The list --json output redacts inline tokens to "***". The CLI never logs token bytes to terminal output.

Health checks

specsmith endpoints test home-vllm --json
specsmith endpoints models home-vllm --json

test calls <base_url>/models with the resolved bearer token, prints the latency in milliseconds, and reports up to 5 model ids. models returns the full list.
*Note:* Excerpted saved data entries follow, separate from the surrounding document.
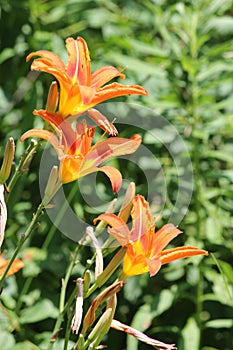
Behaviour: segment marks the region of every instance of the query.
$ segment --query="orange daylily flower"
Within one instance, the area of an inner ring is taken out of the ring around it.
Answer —
[[[26,58],[29,61],[34,56],[41,56],[34,59],[31,69],[47,72],[57,79],[60,88],[58,113],[64,118],[70,115],[78,117],[93,106],[114,97],[148,94],[139,85],[127,86],[116,82],[107,84],[116,77],[125,78],[125,75],[113,66],[104,66],[91,73],[89,51],[83,38],[66,39],[66,48],[68,53],[66,64],[56,54],[46,50],[32,52]],[[90,117],[96,121],[95,113],[92,114],[94,115]],[[112,134],[111,128],[109,132]]]
[[[132,201],[132,229],[114,214],[101,214],[94,220],[103,220],[109,233],[123,246],[127,247],[124,256],[123,274],[125,277],[150,272],[154,276],[163,264],[195,255],[208,255],[206,250],[183,246],[163,250],[170,241],[181,233],[173,224],[164,225],[155,232],[155,219],[150,213],[149,203],[141,195]]]
[[[2,255],[0,255],[0,277],[2,276],[3,272],[5,271],[9,261],[10,260],[6,260],[3,258]],[[14,260],[9,271],[7,272],[6,277],[14,275],[16,272],[21,270],[23,267],[24,267],[24,263],[21,260],[19,260],[19,259]]]
[[[43,119],[51,125],[55,134],[48,130],[31,129],[22,135],[21,141],[29,137],[40,137],[51,143],[60,161],[62,183],[102,171],[109,177],[113,191],[119,191],[122,182],[120,172],[112,166],[99,168],[98,165],[105,160],[135,152],[141,143],[139,135],[133,135],[130,139],[109,137],[91,146],[95,128],[87,126],[85,121],[82,124],[76,123],[74,131],[60,114],[44,111]]]

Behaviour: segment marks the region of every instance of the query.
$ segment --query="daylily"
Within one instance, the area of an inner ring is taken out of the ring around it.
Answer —
[[[5,258],[3,258],[2,255],[0,255],[0,277],[3,275],[8,263],[10,260],[7,260]],[[19,270],[21,270],[24,267],[24,263],[19,260],[19,259],[15,259],[10,267],[10,269],[8,270],[6,277],[9,277],[11,275],[14,275],[16,272],[18,272]]]
[[[149,203],[141,195],[132,201],[132,228],[115,214],[101,214],[97,220],[108,225],[109,233],[126,247],[123,277],[150,272],[154,276],[163,264],[194,255],[208,255],[208,252],[192,246],[182,246],[163,250],[170,241],[181,233],[173,224],[166,224],[155,232],[155,219],[151,215]]]
[[[112,166],[99,168],[98,165],[105,160],[135,152],[141,143],[139,135],[133,135],[130,139],[109,137],[91,146],[95,128],[87,126],[85,121],[77,122],[76,130],[73,130],[72,125],[57,113],[45,111],[43,118],[55,130],[55,134],[49,130],[31,129],[22,135],[21,141],[28,137],[40,137],[51,143],[60,161],[62,183],[102,171],[109,177],[113,191],[119,191],[122,182],[120,172]]]
[[[113,66],[104,66],[91,73],[89,51],[83,38],[66,39],[66,49],[66,64],[56,54],[46,50],[32,52],[26,58],[29,61],[32,57],[41,56],[34,59],[31,69],[47,72],[57,79],[60,88],[58,113],[64,118],[71,115],[78,117],[93,106],[114,97],[148,94],[139,85],[127,86],[116,82],[107,84],[116,77],[125,78],[125,75]],[[56,98],[53,100],[56,101]],[[95,113],[92,114],[94,115],[90,117],[96,121]]]

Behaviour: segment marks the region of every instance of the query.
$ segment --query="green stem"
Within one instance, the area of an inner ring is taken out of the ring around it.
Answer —
[[[64,305],[62,313],[59,313],[57,321],[56,321],[55,326],[53,328],[52,334],[57,334],[59,332],[59,330],[61,329],[61,324],[62,324],[63,319],[64,319],[64,314],[68,310],[68,308],[71,306],[71,304],[74,302],[75,295],[77,294],[77,291],[78,291],[78,287],[76,286],[74,288],[72,294],[70,295],[68,301]],[[53,348],[53,344],[54,344],[54,340],[52,340],[52,338],[51,338],[47,350],[51,350]]]
[[[65,212],[66,212],[68,206],[70,205],[70,202],[72,201],[75,193],[77,192],[77,188],[78,188],[78,181],[75,182],[74,186],[72,187],[72,189],[67,197],[67,200],[64,202],[61,209],[59,210],[59,213],[58,213],[51,229],[49,230],[49,233],[46,236],[46,239],[45,239],[44,244],[43,244],[43,249],[47,249],[50,242],[52,241],[53,236],[57,230],[57,227],[59,226],[60,222],[62,221],[62,219],[65,215]]]
[[[63,313],[64,307],[65,307],[66,288],[67,288],[67,285],[68,285],[68,282],[69,282],[72,270],[73,270],[73,268],[74,268],[74,266],[76,264],[76,258],[77,258],[78,253],[80,252],[81,249],[82,249],[81,245],[78,245],[76,247],[76,249],[74,251],[73,258],[72,258],[72,261],[70,262],[70,265],[69,265],[69,267],[67,269],[65,278],[64,278],[63,283],[62,283],[61,294],[60,294],[60,303],[59,303],[59,312],[60,313]]]
[[[22,303],[23,303],[23,302],[22,302],[22,297],[23,297],[25,294],[27,294],[27,292],[28,292],[28,290],[29,290],[29,288],[30,288],[30,285],[31,285],[32,281],[33,281],[33,277],[28,277],[28,278],[26,279],[24,285],[23,285],[23,288],[22,288],[22,290],[21,290],[21,292],[20,292],[20,295],[19,295],[19,297],[18,297],[18,301],[17,301],[17,304],[16,304],[16,308],[15,308],[15,313],[16,313],[16,314],[18,314],[18,312],[19,312],[19,310],[20,310],[20,308],[21,308],[21,306],[22,306]]]
[[[198,47],[197,47],[197,27],[198,27],[199,9],[194,8],[194,12],[191,20],[191,40],[190,40],[190,54],[194,65],[193,73],[190,74],[191,78],[191,94],[192,94],[192,117],[193,117],[193,163],[194,163],[194,204],[196,212],[196,237],[200,239],[202,228],[202,216],[201,216],[201,171],[200,171],[200,139],[198,138],[197,131],[200,127],[200,116],[198,113],[199,101],[199,86],[197,80],[197,67],[198,65]],[[203,273],[199,268],[199,278],[197,284],[196,295],[196,319],[197,325],[200,331],[198,349],[201,348],[202,338],[202,320],[201,313],[203,310]]]
[[[29,154],[29,152],[27,152]],[[72,188],[72,190],[70,191],[69,195],[68,195],[68,198],[67,198],[67,202],[65,202],[61,208],[61,210],[59,211],[59,214],[57,215],[56,219],[55,219],[55,222],[54,224],[51,226],[50,230],[49,230],[49,233],[46,235],[46,239],[41,247],[42,250],[47,250],[50,242],[52,241],[53,239],[53,236],[57,230],[57,225],[59,225],[59,223],[61,222],[62,218],[63,218],[63,215],[68,207],[68,204],[70,203],[70,201],[73,199],[74,197],[74,194],[76,193],[76,189],[77,189],[77,183],[76,185]],[[22,288],[22,291],[20,293],[20,297],[18,299],[18,302],[17,302],[17,306],[16,306],[16,312],[18,312],[20,310],[20,307],[22,305],[22,296],[25,295],[27,293],[27,291],[29,290],[30,288],[30,285],[33,281],[33,277],[29,277],[26,281],[25,281],[25,284]],[[67,281],[68,283],[68,281]],[[64,297],[62,296],[63,298],[63,304],[64,304]],[[62,301],[61,301],[62,302]]]
[[[12,193],[12,190],[17,182],[17,180],[19,179],[19,177],[21,175],[23,175],[25,173],[25,171],[28,170],[28,166],[29,166],[29,163],[31,162],[32,160],[32,157],[34,156],[34,154],[36,153],[37,149],[40,147],[41,143],[40,142],[36,142],[34,140],[31,140],[31,143],[30,145],[28,146],[28,148],[24,151],[21,159],[20,159],[20,162],[19,162],[19,165],[17,166],[8,186],[7,186],[7,189],[9,191],[9,195],[7,196],[6,198],[6,202],[9,200],[9,197]]]
[[[2,284],[3,284],[4,279],[6,278],[7,272],[9,271],[11,265],[13,264],[15,258],[17,257],[21,247],[23,246],[24,242],[29,238],[29,236],[31,235],[33,230],[35,229],[35,225],[36,225],[36,223],[38,221],[38,218],[40,217],[43,209],[44,209],[44,205],[43,205],[43,202],[41,202],[41,204],[37,208],[36,213],[34,214],[34,216],[32,218],[32,221],[30,222],[30,225],[28,226],[25,234],[21,236],[20,241],[18,243],[18,246],[15,249],[14,254],[12,255],[12,257],[11,257],[11,259],[10,259],[6,269],[5,269],[5,271],[3,272],[2,276],[0,277],[0,288],[1,288]]]

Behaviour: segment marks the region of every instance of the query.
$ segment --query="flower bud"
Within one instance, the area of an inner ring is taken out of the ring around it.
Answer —
[[[53,81],[49,88],[48,98],[47,98],[47,104],[46,104],[46,110],[48,112],[55,112],[57,109],[58,104],[58,84],[56,81]]]
[[[83,276],[83,294],[86,295],[91,284],[91,271],[86,270]]]
[[[134,196],[135,196],[135,183],[130,182],[118,215],[122,220],[124,220],[124,222],[127,222],[129,218]]]
[[[85,318],[83,320],[83,329],[82,334],[84,335],[86,333],[86,330],[89,326],[92,325],[92,323],[95,321],[96,311],[100,307],[100,305],[106,301],[107,299],[111,298],[113,295],[116,295],[121,288],[124,286],[125,282],[119,281],[111,286],[104,289],[91,303],[91,306],[89,307]],[[112,307],[112,305],[111,305]]]
[[[98,287],[101,287],[114,273],[114,271],[118,268],[118,266],[121,264],[127,248],[122,247],[112,258],[112,260],[109,262],[109,264],[106,266],[104,271],[98,276],[96,280],[96,284]]]
[[[4,200],[4,186],[0,185],[0,248],[4,240],[4,233],[7,221],[7,208]]]
[[[53,198],[53,196],[55,196],[61,185],[62,183],[59,176],[59,170],[55,165],[50,172],[48,183],[44,192],[43,204],[45,207],[49,207],[50,200]]]
[[[15,143],[13,137],[7,141],[2,166],[0,169],[0,184],[4,184],[10,176],[12,162],[15,155]]]
[[[84,349],[84,336],[82,334],[79,334],[78,341],[74,347],[74,350],[82,350]]]
[[[108,333],[109,328],[111,327],[113,316],[114,313],[112,308],[108,308],[100,317],[91,333],[88,335],[87,343],[88,345],[92,344],[93,349],[96,349],[105,334]]]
If the endpoint does not expose /v1/models, test will still return a clear error message — set default_model manually and rely on the session-level model dropdown instead.

CLI reference

Command Notes
specsmith endpoints add Register a new endpoint. --auth bearer-keyring (default) prompts for the secret without echo.
specsmith endpoints list [--json] Tabular by default, JSON for IDE consumers. Tokens are redacted.
specsmith endpoints remove <id> [--purge-keyring] Remove the entry; pass --purge-keyring to also delete the saved token.
specsmith endpoints default <id> Promote an existing endpoint to the default.
specsmith endpoints test [<id>] [--timeout 5] Probe /v1/models. Exits 1 on failure.
specsmith endpoints models [<id>] List every model the endpoint advertises.

Security notes

  • The store path is chmod 600 on POSIX where supported.
  • verify_tls: false is opt-in (--no-verify-tls); otherwise the CLI verifies the certificate chain. Disabling it for an https endpoint is documented per-endpoint in the on-disk JSON so a drift audit can spot insecure configurations.
  • auth.kind == bearer-inline is functional but not recommended. Prefer bearer-keyring when the OS keyring is available; otherwise use bearer-env and inject the secret through your shell or container environment.

Roadmap

  • PR-2 (this milestone): wires --endpoint <id> into run, chat, and serve, plus a new _run_openai_compat provider driver.
  • PR-4: 0.8.0 release notes + tag.